Saturday, May 29, 2010

The Fires of Heaven

Dreams and Speculation's Wheel of Time Challenge.

Tor.com's Wheel of Time reread of TFoH by the ever-entertaining and in-your-face Leigh Butler

Adam Roberts' witty and snide review of TFoH. What most concerns him is the writing style. And really, I agree with him.

A very sprawling read, and I really began to feel bored. Very tedious and repetitive detail. What kind of literary mind repeats unilluminating details over and over, as if that conveys character? Perhaps he wrote each scene in isolation, then stitched it all together without realizing, "hey, I used that same description in the last chapter." A good editor could have pruned and tightened this up and reduced it by 200 pages without losing anything. This book demonstrates a failure in editing as much as writing. Perhaps by book five RJ's Tor editors were bowing and scraping — unwisely.



What happens (as I recall): to escape from Moghedien and the Children of the Light, the girls join a circus and flounce around in sexy gowns. Nynaeve does absurdly dangerous things but they always turn out well, hooray! Of course she's an idiot and gets Birgitte kicked out of Tel'aran'rhiod (a sort of dream world purgatory) but Birgitte is a good sport about it. Meanwhile, Rand is marshaling the Aiel to cross the mountains to do something or other (capture Illian and kick out Samael?) but things get heated up when the renegade Shaido Aiel and their dragon-poseur leader Couladin attack the fragile city-state of Cairhien, so Rand assumes a new mission to kick out the Shaido and thus begin his campaign of world domination — for the purpose of uniting the nations to defeat the dark lord, of course. In Tar Valon, Siuan is deposed as Amyrlyn Seat and stilled, but she and her second-in-command, Leane, are wonderfully broken out of prison by Min, and that crew together with the gentled false dragon Logain (a boorish clumsy man like so many of the male characters) unite with the Tar Valon government-in-exile in Salidar. Egwene is learning from the Aiel Wise Women how to navigate the dream world. I discovered that her name is pronounced "Eg-Wain", surprise! — I looked at the glossary.

Character development: Rand decides to act more like a man, but he's afraid to tell anyone what he's thinking because ... why? They will try to manipulate him and change his mind, and/or will interfere if they knew what he was doing. You too, dear reader, are not trusted enough to know the great man's intentions. In other character development news, Nynaeve has a small insight that she's a bitch. Maybe there's a shred of hope for her. Moiraine realizes that Rand isn't going to let her run the show, and that if she wants to have influence she needs to work with him on his terms (surely she should have realized this earlier? Oh, yeah, the women characters expect to dominate men, right.) Egwene grows up a bit when she learns that she can tell Nynaeve off and that Nynaeve will respect her for it. That's it, in 963 pages, if I'm not forgetting anything. The way the characters arrive at these transformations is worth only a couple of sentences, and are only achieved after many tedious formulaic interactions. It's just not what this book is about.

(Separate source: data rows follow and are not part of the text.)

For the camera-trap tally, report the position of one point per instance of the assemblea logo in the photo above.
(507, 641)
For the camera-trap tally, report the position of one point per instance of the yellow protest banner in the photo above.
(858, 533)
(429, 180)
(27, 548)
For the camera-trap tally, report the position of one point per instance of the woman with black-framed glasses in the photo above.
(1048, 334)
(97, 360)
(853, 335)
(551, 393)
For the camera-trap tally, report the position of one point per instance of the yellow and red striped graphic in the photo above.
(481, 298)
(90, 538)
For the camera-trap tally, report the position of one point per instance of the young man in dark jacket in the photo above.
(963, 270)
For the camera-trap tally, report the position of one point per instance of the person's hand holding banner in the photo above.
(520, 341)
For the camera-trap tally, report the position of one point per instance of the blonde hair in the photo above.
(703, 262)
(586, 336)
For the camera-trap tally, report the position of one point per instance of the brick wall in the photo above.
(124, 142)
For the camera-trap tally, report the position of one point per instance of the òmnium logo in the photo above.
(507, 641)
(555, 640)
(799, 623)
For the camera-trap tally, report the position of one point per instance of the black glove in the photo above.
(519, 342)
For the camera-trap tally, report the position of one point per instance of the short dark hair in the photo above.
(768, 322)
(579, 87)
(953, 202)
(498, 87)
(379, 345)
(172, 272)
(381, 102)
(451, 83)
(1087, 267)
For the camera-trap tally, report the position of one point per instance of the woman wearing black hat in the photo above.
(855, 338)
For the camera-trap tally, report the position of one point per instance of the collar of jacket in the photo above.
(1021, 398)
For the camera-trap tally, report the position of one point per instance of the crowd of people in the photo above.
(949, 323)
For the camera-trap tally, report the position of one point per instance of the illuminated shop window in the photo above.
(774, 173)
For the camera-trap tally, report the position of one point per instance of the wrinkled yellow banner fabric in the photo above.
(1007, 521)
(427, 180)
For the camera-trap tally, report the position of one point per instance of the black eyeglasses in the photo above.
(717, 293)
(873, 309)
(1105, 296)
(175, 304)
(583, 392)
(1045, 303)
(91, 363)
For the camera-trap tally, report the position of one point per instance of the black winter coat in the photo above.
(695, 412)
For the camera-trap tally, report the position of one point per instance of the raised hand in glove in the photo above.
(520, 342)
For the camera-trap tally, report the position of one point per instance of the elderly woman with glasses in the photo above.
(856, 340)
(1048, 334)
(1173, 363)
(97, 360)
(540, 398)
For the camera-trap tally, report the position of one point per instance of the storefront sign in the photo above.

There's much about breasts but very little sex. Mat sleeps with an aggressive Aiel woman (well, to be honest, they are all aggressive women) and Rand gets laid (seems to be his first time?) but very little comes of these encounters, and like so much in these books, the really interesting stuff, such as "how did they make love?" and "what the heck are they planning?" is capriciously hidden from us, poor little readers. Oh, sorry, that's called "building tension" when the writer hides the most pertinent motives of his main characters. Yeah? No, I think that's called "manipulation" of a very simple sort, and I find it aggravating, and not "stimulating". Of course, the characters only exist to move the plot along, and they themselves are mere retreads of more ancient and powerful versions of themselves, so there's really nothing happening here, and we don't get the satisfaction of peering into their minds as they deal with mindblowing stuff. Mat and Perrin and Rand all share the same grumpiness about their discoveries of unknown dimensions of themselves.

My favorite parts? Reading about the Forsaken. They're so wicked and fun! But still sadly stupid, the way all the characters are stupid. The scene of Moghedien torturing the Black Ajah sorority, or fighting with that bimbo Nynaeve. Natael (Asmodien) promised to be a potentially interesting inwardly conflicted character, but then — nope. Let's not make characters actually interesting or smart; why, that would take away from our snail's pace unfolding plot that has to go on for more than twelve books! AAAAARRRRRGGGHHHHH!

I need to brush up my skimming technique.

Mostly, at this point, I'm anticipating reading how Brandon Sanderson wraps it all up, and if he can put a bit more polish, a bit of verve, on the quality of the writing. The buzz I'm gathering says that the later RJ books are even worse than this one.